Il faut mettre nos notes cibles (les 4 notes de la tétrade de l’accord sur lequel on se trouve) aux bons endroits par rapport aux temps/contretemps. Ce, spécialement quand on écrit des croches, car des notes tombent aussi bien sur les temps que les contretemps, et il est facile de tout écrire « à l’envers ». Démonstration avec la gamme Be-Bop de Do : (et une phrase que vous connaissez sûrement…)
Sur un accord de C7, les notes cibles sont donc : Do mi sol Si b. Ici, elles sont sur les temps, tout va bien, ça sonne, c’est Jazz.Si on place notre phrase à l’envers :
Les notes cibles, entourées en bleu, sont sur les contretemps.
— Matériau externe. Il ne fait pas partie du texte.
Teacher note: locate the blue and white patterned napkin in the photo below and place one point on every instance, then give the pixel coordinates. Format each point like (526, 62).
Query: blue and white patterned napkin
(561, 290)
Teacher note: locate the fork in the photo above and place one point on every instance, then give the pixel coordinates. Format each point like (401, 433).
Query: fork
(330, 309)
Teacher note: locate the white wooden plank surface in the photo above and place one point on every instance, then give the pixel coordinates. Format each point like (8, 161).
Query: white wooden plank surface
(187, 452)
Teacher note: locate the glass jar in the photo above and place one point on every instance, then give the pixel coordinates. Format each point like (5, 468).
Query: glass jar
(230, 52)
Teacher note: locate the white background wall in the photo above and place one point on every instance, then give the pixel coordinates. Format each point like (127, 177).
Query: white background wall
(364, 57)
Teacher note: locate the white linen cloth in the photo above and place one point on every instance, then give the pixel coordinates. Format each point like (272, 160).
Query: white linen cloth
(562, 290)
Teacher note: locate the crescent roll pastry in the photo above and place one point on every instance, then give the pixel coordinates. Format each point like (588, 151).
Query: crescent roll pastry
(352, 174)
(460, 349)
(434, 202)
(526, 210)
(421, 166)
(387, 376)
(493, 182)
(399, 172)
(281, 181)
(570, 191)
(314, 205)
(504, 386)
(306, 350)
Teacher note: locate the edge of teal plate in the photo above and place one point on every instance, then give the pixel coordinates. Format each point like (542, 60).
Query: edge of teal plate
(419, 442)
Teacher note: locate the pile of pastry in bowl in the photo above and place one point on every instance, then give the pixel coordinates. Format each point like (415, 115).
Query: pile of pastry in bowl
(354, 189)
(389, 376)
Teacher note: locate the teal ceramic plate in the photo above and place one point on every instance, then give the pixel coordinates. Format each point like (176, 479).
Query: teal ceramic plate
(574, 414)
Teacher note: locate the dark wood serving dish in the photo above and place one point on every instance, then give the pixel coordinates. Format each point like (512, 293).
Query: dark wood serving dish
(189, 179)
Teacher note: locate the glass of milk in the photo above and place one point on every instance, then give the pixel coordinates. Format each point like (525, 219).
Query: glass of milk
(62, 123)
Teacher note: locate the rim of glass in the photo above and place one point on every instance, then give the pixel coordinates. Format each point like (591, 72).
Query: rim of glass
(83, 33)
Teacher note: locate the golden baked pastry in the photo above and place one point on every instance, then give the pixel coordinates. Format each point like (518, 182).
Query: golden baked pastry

En chantant la phrase avec le 2 et 4, la phrase sonne bizarrement, les notes ne semblent pas à leurs places. Il faut donc attacher une importance capitale à ce paramètre, sans quoi notre écriture rythmique sera un échec, ce qui serait fâcheux.
Il est très important de créer de la surprise rythmique en anticipant ou retardant des parties de nos phrases, donc : Syncoper le rythme.
Et spécifiquement en mettant des notes cibles… Sur les contretemps. Allons bon, je viens de vous dire de faire le contraire quelques lignes plus haut?!
La base, c’est d’écrire les notes importantes sur les temps, afin de ne pas avoir de décalage, mais on ne peut pas écrire que comme ça. Écrire ou jouer seulement des croches, en partant et finissant sur les temps à chaque fois serait plus ou moins… Monotone! On peut utiliser consciemment le décalage créé par une note cible qu’on choisit d’accentuer fortement sur un contretemps. Appuyer cette note, qui n’est pas « à sa place » créé un effet de surprise rythmique.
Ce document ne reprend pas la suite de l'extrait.